One of the most important aspects of managing this overwhelm whether it manifests itself in anger, anxiety or fear is developing the opportunity for a space to self-manage. This is often the aspect of school life that students who have vulnerability to mental health difficulties or who are having a challenging time need. Let’s think back to the scenario above, where you are having your worst day at school and you are not able to get out of the room or building and you are trapped there. This would add to your situation and feeling of total overwhelm I am sure.

When there isn’t a safe space or a walk-in room, students tell me they go to the toilets, hide behind cupboards or bushes. Let’s not create an environment where students are hiding in order to manage their feelings and behaviours, but rather provide them with an opportunity and the acceptance that sometimes life is hard and that we may need a safe space in which to reduce our overwhelming feelings.

In school, getting the balance between students being outside of lessons and in lessons is going to be a challenge. Some schools I have worked with have allowed students to access the space whenever they wanted, which caused problems with student’s progress. The best practise however is to provide students with a pass so that they can access the room when needed (within reason). Passes are likely to be given to those students who are known to need support with self-regulation or mental health challenges. Passes may also be given to those students who are known to be going through a particularly challenging time, for example parental separation, friendship difficulties or death of a loved one. Passes to access a safe space can be anytime during the day too, particularly during lunch and break times.

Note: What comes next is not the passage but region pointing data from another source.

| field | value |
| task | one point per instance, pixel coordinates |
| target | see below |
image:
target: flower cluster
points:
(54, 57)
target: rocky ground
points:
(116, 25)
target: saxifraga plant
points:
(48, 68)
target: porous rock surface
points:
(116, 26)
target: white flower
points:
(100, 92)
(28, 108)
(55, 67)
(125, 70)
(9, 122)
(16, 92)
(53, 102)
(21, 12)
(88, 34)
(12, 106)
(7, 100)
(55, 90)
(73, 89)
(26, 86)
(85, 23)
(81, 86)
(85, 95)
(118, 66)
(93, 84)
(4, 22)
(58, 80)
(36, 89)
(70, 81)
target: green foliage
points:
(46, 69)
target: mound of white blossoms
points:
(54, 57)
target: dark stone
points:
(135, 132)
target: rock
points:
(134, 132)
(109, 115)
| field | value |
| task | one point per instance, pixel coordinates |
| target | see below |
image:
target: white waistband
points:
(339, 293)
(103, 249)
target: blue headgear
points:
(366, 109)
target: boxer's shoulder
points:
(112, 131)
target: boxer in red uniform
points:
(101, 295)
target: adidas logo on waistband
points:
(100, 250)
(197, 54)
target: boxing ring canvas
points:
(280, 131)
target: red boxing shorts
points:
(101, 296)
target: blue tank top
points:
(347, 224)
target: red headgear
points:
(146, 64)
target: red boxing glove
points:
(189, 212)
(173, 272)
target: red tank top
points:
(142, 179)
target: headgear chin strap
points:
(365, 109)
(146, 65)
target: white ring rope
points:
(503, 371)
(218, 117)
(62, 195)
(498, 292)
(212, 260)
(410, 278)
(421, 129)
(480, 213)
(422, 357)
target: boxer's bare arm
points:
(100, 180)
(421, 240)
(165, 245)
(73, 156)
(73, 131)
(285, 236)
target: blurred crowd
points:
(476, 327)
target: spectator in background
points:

The space it’s self shouldn’t be an internal exclusion/isolation room, but should be somewhere safe where students can access adult support if needed or just somewhere to be. Not sure of the impact? I will leave you with the words of a student I met recently:
‘having a pass for the library at lunchtime worked for me, it was my safe space. I knew others couldn’t get me or make me angry. I then started to develop other friendships with the people there and I now have new group of friends.’